Le conseguenze di questo errore sono molteplici fra tutte l’irrealismo, cioè il fondare ciò che è il reale e i suoi enti su enti ideali.
Molteplici sono le cause della nascita di questo errore, al di là di quanto mostrato in questo caso. Scrive il normalista, filosofo della matematica, antiplatonico, Gabriele Lolli:

Di fronte al perfetto edificio bourbakista, si è tuttavia rafforzata la tentazione di lavorare su (o entro) questa enorme, articolata e autosuffciente costruzione astratta come se esistesse solo essa, e non il mondo reale, sia naturale che umano.
Ne è venuta un’immagine un po’ irreale della matematica – pericolosa in quanto ha influenzato anche la didattica scolare – come di qualcosa che vive in un iperuranio platonico. Dalla battuta di Bourbaki che i matematici sono platonisti nei giorni feriali e formalisti la domenica, si è preso il peggio dei due mondi nella costruzione dell’immagine della new math: rigidità espositiva e metafisica realista.
Non è un caso che da quel periodo in avanti si sia diffusa sempre di più la tendenza tra i matematici a dichiararsi platonisti, cioè convinti dell’esistenza oggettiva di entità di natura diversa da quella naturale. Il problema della realtà matematica nel platonismo è risolto con un fiat.
Il mondo platonico non è tuttavia quello umano.
Lolli, Gabriele. La questione dei fondamenti fra matematica e filosofia. Panorama introduttivo. Pag. 13

Fa sorridere constatare che Andrea di fatto imputa alla nostra posizione lo stesso errore di utilizzare “inconsapevolmente” una teoria deduttiva (la matematica) mentre noi allo stesso tempo dichiariamo (e proviamo) che egli ne utilizza inconsciamente un’altra (la filosofia metafisica). Dalla sua dichiara che proponendo la logica classica “consciamente o no” stiamo fondando “tutto sulla matematica, ma una matematica ingenua, implicita ed elementare.

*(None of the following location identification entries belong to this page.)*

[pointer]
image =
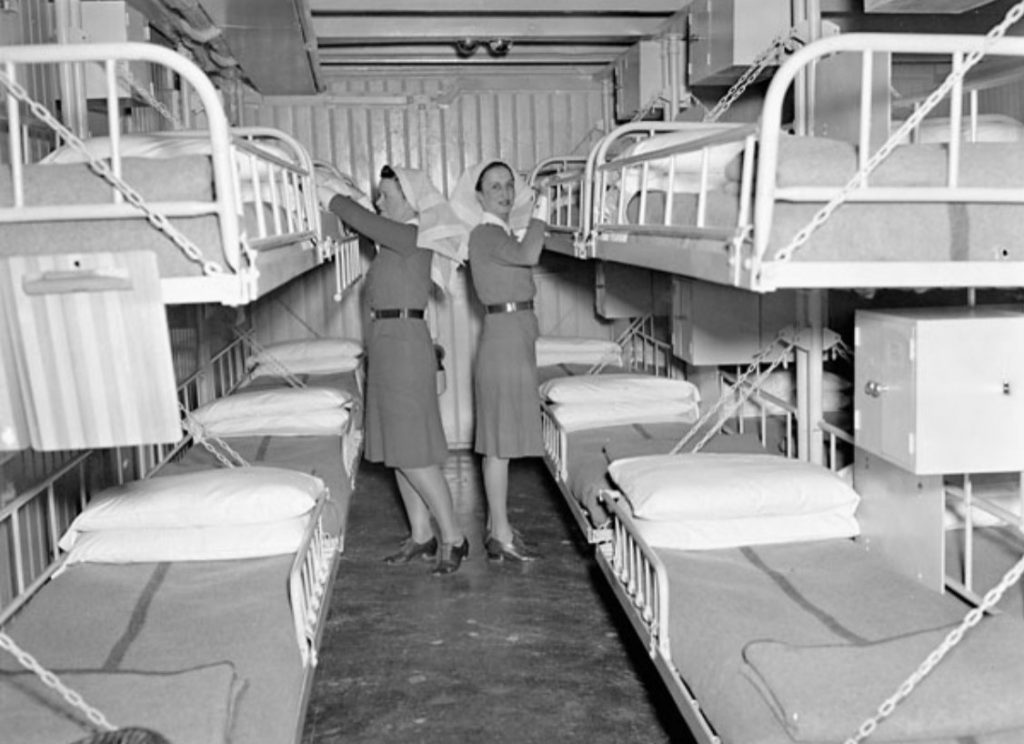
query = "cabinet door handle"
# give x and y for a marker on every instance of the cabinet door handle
(875, 388)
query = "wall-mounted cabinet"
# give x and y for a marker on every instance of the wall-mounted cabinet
(109, 22)
(941, 390)
(727, 35)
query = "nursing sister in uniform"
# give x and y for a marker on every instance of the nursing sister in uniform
(505, 382)
(414, 230)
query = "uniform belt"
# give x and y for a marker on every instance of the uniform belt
(511, 306)
(397, 312)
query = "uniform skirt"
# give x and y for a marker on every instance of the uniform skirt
(402, 421)
(508, 405)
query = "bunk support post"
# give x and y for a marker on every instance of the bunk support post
(810, 439)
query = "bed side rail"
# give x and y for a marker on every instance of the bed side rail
(33, 519)
(641, 574)
(938, 49)
(560, 179)
(307, 582)
(555, 442)
(636, 174)
(18, 62)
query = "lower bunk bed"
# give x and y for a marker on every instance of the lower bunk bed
(770, 622)
(214, 580)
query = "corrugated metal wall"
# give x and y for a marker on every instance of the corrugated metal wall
(441, 125)
(31, 22)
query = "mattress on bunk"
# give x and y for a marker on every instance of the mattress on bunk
(326, 456)
(171, 618)
(885, 231)
(818, 635)
(546, 373)
(590, 450)
(179, 179)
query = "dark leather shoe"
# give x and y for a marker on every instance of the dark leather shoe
(411, 549)
(514, 551)
(450, 557)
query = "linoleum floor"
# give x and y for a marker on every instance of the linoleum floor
(497, 653)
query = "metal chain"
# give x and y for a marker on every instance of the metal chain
(100, 168)
(124, 74)
(948, 643)
(784, 340)
(273, 361)
(221, 451)
(1013, 15)
(53, 682)
(783, 42)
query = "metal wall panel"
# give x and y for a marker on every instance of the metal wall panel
(31, 22)
(441, 125)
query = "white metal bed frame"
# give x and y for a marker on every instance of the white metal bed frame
(32, 523)
(643, 352)
(739, 254)
(291, 246)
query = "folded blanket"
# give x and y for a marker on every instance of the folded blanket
(195, 706)
(823, 693)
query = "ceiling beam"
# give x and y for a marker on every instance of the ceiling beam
(445, 54)
(438, 28)
(427, 7)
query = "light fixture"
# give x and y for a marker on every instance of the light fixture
(499, 47)
(466, 47)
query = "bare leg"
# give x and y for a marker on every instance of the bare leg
(434, 498)
(496, 486)
(416, 509)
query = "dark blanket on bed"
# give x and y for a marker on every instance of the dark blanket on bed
(826, 594)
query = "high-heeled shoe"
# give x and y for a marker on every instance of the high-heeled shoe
(450, 557)
(411, 549)
(513, 551)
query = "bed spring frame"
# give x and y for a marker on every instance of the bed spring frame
(247, 265)
(643, 352)
(738, 254)
(33, 519)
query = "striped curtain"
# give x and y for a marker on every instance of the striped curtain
(91, 349)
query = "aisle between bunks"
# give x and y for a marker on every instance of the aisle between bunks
(497, 652)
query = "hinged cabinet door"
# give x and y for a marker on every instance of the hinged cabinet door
(884, 390)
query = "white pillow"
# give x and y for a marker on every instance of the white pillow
(615, 388)
(207, 498)
(308, 356)
(308, 350)
(270, 402)
(576, 350)
(328, 422)
(328, 365)
(686, 176)
(710, 534)
(727, 486)
(572, 417)
(189, 543)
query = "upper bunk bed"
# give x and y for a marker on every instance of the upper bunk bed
(725, 203)
(230, 213)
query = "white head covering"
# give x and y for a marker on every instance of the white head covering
(439, 229)
(468, 208)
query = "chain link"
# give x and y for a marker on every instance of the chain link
(948, 643)
(221, 450)
(100, 168)
(53, 682)
(124, 74)
(781, 43)
(1013, 15)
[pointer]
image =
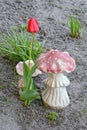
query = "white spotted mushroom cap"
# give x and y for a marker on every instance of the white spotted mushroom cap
(54, 62)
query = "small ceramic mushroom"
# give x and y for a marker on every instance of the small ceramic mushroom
(19, 69)
(54, 63)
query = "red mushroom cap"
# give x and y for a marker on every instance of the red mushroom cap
(55, 62)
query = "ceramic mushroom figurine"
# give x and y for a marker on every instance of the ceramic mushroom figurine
(55, 63)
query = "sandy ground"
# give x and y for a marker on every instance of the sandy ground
(52, 16)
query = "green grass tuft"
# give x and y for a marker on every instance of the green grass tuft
(75, 28)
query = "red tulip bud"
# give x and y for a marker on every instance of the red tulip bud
(33, 25)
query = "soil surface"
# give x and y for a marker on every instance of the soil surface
(53, 17)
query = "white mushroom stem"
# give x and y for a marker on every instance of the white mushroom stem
(55, 95)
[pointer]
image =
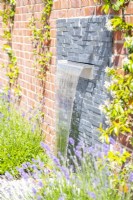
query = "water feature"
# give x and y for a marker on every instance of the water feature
(68, 74)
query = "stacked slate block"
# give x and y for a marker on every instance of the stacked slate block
(86, 40)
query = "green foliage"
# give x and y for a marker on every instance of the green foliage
(19, 139)
(116, 6)
(92, 179)
(41, 39)
(12, 69)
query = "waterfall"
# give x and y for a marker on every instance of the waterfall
(68, 74)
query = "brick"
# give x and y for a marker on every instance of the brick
(75, 4)
(56, 5)
(118, 35)
(89, 11)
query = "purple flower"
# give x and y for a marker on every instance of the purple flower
(71, 141)
(39, 198)
(23, 114)
(56, 160)
(34, 191)
(61, 198)
(8, 176)
(112, 141)
(78, 153)
(106, 148)
(92, 195)
(131, 177)
(24, 165)
(25, 175)
(65, 172)
(45, 146)
(40, 184)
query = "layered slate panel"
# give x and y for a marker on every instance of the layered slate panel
(86, 40)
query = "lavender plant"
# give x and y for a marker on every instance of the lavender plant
(19, 138)
(90, 175)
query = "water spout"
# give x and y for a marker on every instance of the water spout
(68, 74)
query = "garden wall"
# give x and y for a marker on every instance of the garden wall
(22, 46)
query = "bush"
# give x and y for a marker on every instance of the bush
(87, 175)
(19, 140)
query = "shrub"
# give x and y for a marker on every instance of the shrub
(19, 140)
(87, 175)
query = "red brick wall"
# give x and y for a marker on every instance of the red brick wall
(23, 50)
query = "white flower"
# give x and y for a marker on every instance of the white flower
(106, 84)
(109, 26)
(101, 108)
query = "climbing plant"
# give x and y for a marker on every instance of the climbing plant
(119, 109)
(41, 41)
(12, 70)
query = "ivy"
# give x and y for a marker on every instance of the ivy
(12, 70)
(41, 40)
(119, 109)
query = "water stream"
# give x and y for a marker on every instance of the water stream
(68, 74)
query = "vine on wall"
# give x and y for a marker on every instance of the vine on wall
(118, 109)
(41, 42)
(12, 70)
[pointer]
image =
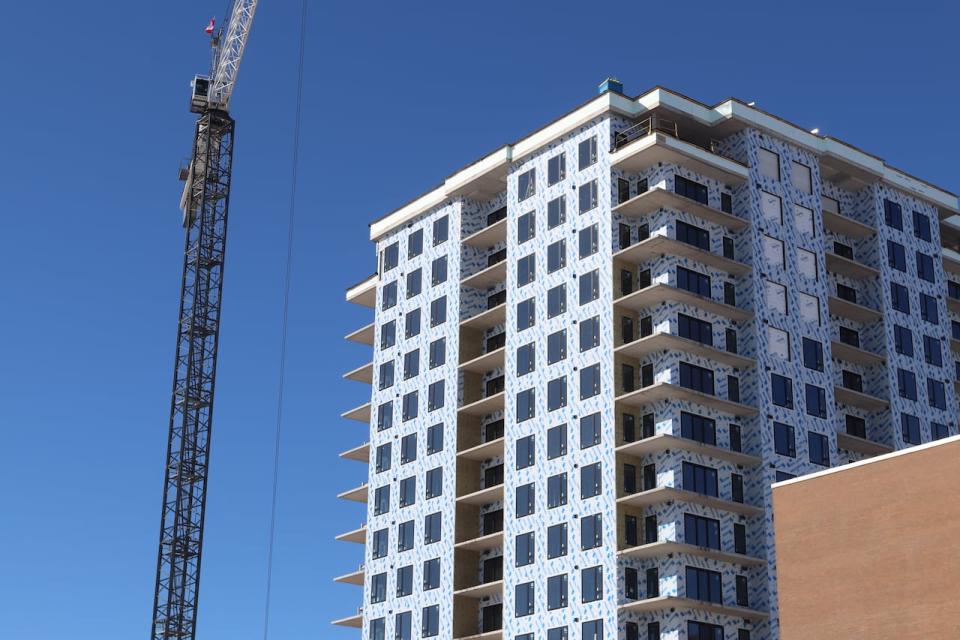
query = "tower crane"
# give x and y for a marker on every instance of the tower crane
(205, 201)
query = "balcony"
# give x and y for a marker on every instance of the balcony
(852, 310)
(657, 342)
(859, 399)
(486, 278)
(489, 236)
(867, 447)
(665, 442)
(849, 268)
(664, 547)
(357, 494)
(668, 391)
(360, 454)
(660, 495)
(360, 414)
(358, 535)
(354, 577)
(657, 246)
(671, 603)
(658, 293)
(364, 335)
(843, 351)
(654, 141)
(364, 293)
(845, 226)
(363, 373)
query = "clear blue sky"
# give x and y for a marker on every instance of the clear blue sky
(93, 123)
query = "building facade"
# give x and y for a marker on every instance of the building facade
(887, 532)
(596, 349)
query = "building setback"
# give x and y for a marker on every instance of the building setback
(596, 349)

Cosi’ elementare che puo’ essere espressa a parole senza cadere in fallo.” Noi dichiariamo che egli inconsciamente ha una metafisica e quindi una precisa logica (forma del pensato in quanto pensabile!). Lui risponde che ogni logica è matematizzabile e pertanto la logica risponde soltanto alla matematica ma così facendo fonda l’intero reale sulla matematica e sugli enti ideali che la formano, escludendosi di fatto qualsiasi possibilità di studio del reale poiché l’ente reale è necessariamente soggetto all’ente ideale!
Chi è l’idealista ora?

No. E’ necessario chiarire benissimo questo punto: la logica è necessariamente la forma del reale in quanto tale se esso lo si vuole pensare reale cioè esistente, la matematica ne é la possibile formulazione materiale, secondo la consueta divisione aristotelica.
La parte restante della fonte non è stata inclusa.